In a blog post about the initiative, Venessa Yates, senior vice president and general manager of Walmart+, said the retailer has introduced programs to support customers who use government assistance before. In 2019, Walmart began taking part in the USDA’s SNAP Online Purchase pilot program.
Under that program, customers can pay with their SNAP benefits online, which gives them access to conveniences like pickup and delivery. Yates said with the recent addition of Alaska into the program, Walmart is now the first retailer to accept SNAP benefits online in all 50 states.
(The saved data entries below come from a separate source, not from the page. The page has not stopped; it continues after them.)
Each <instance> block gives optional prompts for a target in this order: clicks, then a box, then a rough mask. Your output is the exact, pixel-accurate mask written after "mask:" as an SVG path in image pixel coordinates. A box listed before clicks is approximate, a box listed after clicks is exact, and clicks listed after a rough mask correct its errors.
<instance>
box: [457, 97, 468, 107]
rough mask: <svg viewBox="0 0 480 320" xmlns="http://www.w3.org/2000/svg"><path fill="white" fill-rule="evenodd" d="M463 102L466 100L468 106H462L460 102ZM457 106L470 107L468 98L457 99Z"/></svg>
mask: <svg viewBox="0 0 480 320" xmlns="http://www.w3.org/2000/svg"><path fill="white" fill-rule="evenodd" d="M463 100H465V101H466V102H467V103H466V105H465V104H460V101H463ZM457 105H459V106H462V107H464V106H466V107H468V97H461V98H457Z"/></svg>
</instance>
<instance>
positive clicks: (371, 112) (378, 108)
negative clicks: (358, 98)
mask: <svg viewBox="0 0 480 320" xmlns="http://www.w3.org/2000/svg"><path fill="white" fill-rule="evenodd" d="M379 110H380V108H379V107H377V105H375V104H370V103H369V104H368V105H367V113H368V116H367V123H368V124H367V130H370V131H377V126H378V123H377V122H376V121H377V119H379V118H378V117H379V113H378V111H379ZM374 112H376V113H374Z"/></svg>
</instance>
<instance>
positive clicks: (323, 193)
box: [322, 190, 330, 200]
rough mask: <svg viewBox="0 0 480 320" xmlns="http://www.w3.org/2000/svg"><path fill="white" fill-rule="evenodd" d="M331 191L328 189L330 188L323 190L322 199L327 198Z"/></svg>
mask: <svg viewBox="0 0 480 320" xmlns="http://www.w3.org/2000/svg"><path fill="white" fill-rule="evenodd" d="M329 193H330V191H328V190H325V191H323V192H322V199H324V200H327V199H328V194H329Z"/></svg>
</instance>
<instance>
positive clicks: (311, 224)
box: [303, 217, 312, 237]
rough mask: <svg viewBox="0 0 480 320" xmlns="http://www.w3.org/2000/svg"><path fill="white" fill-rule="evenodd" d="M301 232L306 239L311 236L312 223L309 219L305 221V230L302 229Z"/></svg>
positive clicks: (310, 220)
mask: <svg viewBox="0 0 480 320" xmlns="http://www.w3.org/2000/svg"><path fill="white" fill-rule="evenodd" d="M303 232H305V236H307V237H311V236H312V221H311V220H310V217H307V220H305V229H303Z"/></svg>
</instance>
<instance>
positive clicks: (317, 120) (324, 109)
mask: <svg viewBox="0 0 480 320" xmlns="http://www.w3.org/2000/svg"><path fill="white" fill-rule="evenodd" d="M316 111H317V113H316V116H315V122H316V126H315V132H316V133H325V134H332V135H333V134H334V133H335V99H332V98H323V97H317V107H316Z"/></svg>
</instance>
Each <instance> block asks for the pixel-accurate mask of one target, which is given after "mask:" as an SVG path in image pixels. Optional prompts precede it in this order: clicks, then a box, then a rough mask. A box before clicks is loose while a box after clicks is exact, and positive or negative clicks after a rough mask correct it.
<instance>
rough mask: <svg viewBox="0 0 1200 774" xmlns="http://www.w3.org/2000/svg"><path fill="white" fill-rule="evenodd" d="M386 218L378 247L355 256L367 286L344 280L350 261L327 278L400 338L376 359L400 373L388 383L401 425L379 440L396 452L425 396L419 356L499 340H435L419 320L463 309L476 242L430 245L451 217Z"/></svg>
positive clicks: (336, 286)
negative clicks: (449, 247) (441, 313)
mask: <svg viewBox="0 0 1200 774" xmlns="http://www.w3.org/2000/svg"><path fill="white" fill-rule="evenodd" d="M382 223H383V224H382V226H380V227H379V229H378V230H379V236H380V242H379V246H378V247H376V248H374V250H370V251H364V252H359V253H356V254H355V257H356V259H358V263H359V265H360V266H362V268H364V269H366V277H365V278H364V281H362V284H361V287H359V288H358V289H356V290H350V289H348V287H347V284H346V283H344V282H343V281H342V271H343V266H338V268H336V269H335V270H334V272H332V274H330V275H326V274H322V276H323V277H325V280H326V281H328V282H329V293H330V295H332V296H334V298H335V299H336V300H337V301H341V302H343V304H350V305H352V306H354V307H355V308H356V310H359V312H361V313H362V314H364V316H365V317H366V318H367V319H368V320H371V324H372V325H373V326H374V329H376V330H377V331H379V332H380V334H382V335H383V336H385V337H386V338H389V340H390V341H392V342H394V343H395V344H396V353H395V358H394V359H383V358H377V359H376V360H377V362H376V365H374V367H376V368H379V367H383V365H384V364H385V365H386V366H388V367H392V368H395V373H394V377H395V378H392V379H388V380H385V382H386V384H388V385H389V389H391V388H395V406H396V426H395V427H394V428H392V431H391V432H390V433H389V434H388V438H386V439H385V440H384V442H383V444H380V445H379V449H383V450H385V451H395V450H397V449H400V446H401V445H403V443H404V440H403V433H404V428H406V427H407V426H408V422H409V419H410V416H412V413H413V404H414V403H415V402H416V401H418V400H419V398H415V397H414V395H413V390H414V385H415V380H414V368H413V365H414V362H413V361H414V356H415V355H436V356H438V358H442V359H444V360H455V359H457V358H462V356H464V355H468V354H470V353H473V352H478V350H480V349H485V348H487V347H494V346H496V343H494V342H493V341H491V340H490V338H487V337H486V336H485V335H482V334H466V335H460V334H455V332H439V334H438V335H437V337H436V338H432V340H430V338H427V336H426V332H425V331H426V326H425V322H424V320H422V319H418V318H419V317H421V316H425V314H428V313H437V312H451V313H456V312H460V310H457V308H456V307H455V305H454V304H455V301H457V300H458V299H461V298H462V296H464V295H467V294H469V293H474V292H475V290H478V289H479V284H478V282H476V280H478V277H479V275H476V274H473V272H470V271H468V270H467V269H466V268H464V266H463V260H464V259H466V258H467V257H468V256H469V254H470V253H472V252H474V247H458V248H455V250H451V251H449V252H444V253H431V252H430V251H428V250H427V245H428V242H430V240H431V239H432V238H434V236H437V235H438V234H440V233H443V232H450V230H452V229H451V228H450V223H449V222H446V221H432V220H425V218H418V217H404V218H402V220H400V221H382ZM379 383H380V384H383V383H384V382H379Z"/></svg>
Walmart captures about 26% of SNAP-eligible shoppers’ grocery dollars annually, according to consumer data insight company Numerator. That puts Walmart ahead of rivals Kroger, in second place, and Albertsons for SNAP dollars spent.
While actual membership numbers are uncertain, media outlet Pymnts reported this year that as of October 2022, Walmart had about 59 million Walmart+ subscribers. That’s about a 23% share of U.S. consumers, according to that publication. Amazon Prime, in contrast, had an estimated 182 million individual subscribers at that time, or a roughly 70% share of the American market. Amazon also has a discounted membership program for recipients of government assistance, dubbed Prime Access.